0
votes

I have ten sevrers, each of them will generate about 3G log files every day. I have completed the hadoop tutorial, and installed each hadoop (HDFS) at each machine. What I want is to use map-reduce to analyze these logs.

My question is how to enable daily logs for MP in the hadoop? Currently, for a server A, I manually copied a log file to HDFS directory:

  >hadoop fs -put local_log_path /A/log_20170219.1

and then

  >hadoop jar MR_path  MP_driver_class /A/log_20170219.1 output_path.

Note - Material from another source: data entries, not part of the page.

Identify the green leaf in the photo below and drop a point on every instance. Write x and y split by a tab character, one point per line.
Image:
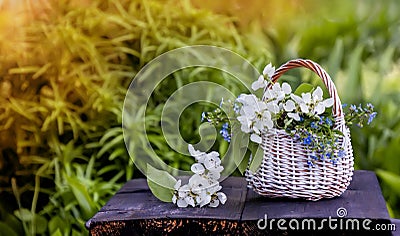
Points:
161	183
24	214
391	179
6	230
40	224
335	58
258	154
244	163
82	196
56	224
303	88
57	233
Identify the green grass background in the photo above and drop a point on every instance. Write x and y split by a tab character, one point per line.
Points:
64	74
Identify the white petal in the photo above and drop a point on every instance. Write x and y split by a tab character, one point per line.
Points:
249	111
214	203
269	124
268	94
319	109
181	203
306	97
222	197
276	87
296	98
273	107
294	116
205	200
189	200
286	88
197	168
317	94
197	181
255	138
269	70
193	152
328	102
211	162
304	108
289	105
177	184
260	83
215	174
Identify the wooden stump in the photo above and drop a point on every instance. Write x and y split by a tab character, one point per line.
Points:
135	211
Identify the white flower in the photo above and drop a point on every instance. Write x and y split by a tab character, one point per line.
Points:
197	182
294	116
263	122
212	163
198	155
247	99
328	102
203	199
177	184
245	123
197	168
289	106
214	203
273	107
221	197
286	88
256	138
181	202
277	92
304	101
189	200
269	70
260	83
203	186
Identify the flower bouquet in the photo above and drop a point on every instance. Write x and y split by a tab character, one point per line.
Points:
305	141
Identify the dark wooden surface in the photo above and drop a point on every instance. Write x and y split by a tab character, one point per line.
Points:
135	211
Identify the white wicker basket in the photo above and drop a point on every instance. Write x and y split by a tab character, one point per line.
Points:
284	171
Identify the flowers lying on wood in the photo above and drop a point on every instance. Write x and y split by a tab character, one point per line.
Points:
303	114
203	187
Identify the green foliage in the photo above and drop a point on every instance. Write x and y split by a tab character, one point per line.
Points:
358	45
164	190
63	79
63	88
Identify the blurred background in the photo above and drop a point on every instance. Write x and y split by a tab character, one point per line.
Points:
65	67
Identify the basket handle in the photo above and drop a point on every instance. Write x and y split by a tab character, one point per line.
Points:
337	106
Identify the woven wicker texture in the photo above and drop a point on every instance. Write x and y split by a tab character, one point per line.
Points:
284	171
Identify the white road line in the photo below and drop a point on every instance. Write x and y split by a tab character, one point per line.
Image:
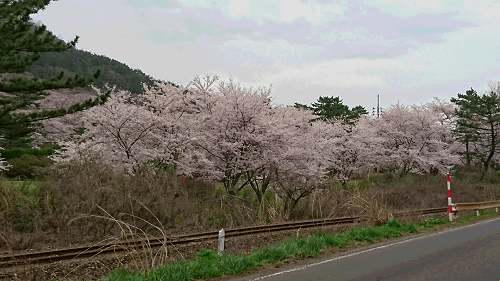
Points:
371	249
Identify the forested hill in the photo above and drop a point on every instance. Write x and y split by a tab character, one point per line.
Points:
86	64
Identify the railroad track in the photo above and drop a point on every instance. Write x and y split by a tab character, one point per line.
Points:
90	251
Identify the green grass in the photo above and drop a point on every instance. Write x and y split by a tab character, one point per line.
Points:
207	264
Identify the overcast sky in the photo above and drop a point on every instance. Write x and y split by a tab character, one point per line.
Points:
405	50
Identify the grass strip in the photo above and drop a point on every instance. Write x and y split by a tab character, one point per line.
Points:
208	263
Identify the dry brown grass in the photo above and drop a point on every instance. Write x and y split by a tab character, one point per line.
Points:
115	205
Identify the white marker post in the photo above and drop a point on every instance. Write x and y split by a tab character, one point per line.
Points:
222	235
450	207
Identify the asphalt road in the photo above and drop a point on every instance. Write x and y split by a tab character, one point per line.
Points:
469	252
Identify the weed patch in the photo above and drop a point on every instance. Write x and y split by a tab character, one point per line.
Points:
208	264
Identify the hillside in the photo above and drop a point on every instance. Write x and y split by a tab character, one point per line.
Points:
86	64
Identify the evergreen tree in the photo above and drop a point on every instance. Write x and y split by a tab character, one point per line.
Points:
21	42
333	109
479	125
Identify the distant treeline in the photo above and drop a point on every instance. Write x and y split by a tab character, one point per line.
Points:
85	64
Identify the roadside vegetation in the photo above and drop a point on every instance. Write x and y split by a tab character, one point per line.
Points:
208	263
158	159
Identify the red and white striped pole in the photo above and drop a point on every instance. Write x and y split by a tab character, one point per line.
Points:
450	208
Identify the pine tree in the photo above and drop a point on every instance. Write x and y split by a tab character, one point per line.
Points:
479	125
21	42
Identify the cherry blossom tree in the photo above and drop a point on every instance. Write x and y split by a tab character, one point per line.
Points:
233	134
118	131
413	139
352	149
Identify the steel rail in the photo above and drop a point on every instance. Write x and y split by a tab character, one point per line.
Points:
121	246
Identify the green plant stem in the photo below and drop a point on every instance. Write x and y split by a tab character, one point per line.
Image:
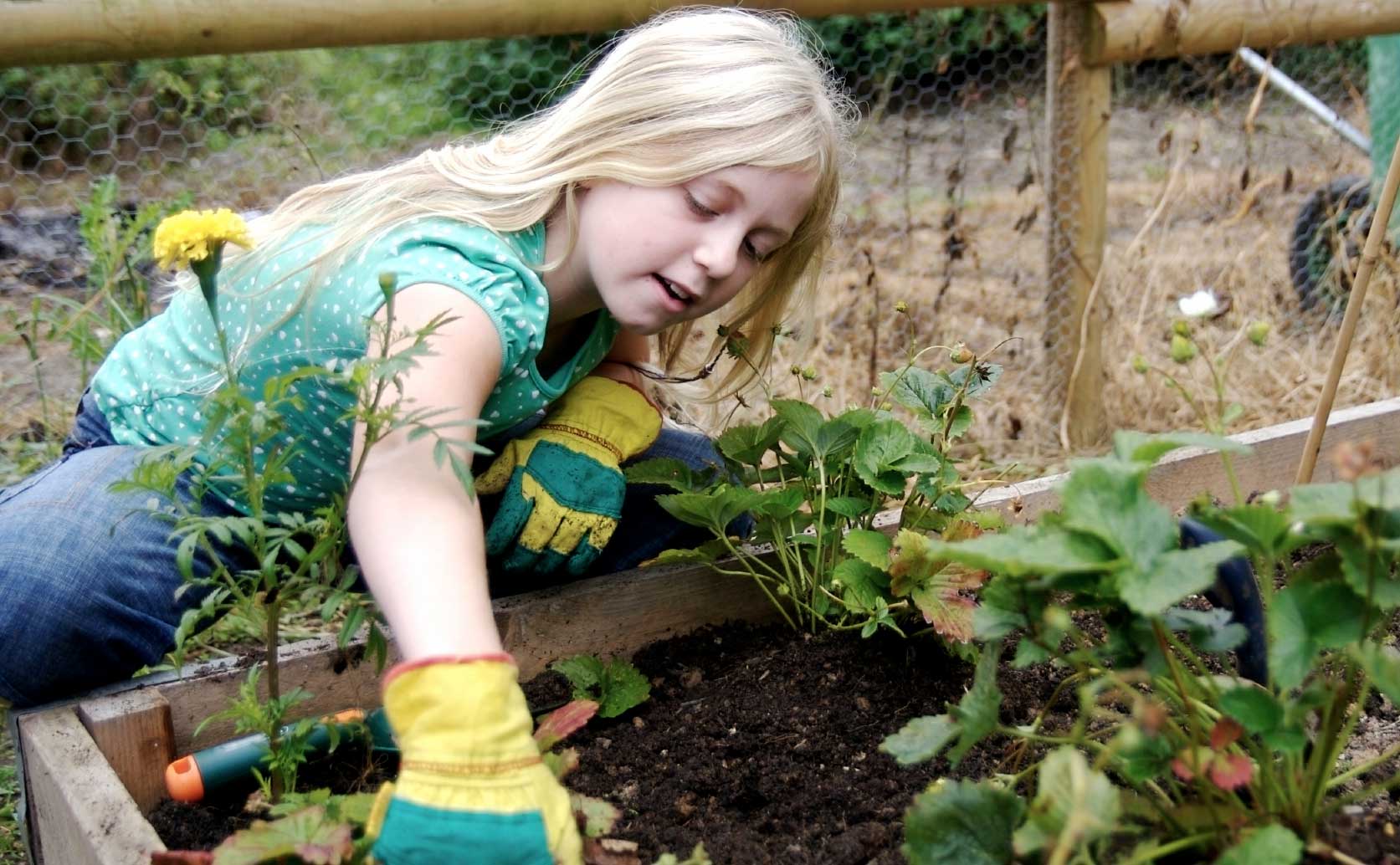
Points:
1331	740
1165	850
274	609
1364	767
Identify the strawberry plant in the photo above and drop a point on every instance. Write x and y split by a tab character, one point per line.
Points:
1165	753
815	486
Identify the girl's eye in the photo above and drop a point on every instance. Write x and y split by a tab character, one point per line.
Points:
700	209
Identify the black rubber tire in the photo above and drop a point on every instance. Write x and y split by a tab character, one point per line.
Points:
1333	218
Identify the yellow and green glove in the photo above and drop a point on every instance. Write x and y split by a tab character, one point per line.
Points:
562	488
470	786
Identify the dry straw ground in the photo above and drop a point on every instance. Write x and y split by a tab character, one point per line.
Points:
946	213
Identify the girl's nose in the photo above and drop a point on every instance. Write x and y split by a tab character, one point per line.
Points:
717	253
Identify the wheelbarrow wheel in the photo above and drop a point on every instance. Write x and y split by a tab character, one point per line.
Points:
1326	243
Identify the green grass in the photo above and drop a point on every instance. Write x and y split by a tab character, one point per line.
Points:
12	848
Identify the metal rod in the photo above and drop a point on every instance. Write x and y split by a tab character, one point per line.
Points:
1305	98
1348	322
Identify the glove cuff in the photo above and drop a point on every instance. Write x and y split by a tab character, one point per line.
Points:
609	413
403	667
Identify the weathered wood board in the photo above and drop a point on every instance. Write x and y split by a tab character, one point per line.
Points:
83	758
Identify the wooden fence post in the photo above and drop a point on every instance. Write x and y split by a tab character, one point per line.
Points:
1077	171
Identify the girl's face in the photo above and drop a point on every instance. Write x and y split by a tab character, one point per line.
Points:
661	255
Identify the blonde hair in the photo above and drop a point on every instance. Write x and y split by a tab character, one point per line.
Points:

Is there any other more efficient ways, so that I do not have to go each server, and copy the newly generated logs to DFS system manually? Does the command fs -put really involves large data file moving here?

2

2 Answers

1
votes

You can have look At apache flume which serves this use case of storing server logs in hdfs based on configurations .

0
votes

There are many ways of achieving this.

1) If you want to use normal way, you can check out the distcp, this has added advantage over the normal put or copyFromLocal command. Distcp is simply distributed copy. You can then schedule a cron to perform the distcp and then execute the jar on successful completion of the copying.

For more info :- https://hadoop.apache.org/docs/r1.2.1/distcp2.html

2) If you want to reduce this effort and use a tool , then you can check any ingestion tool such as Flume, Splunk.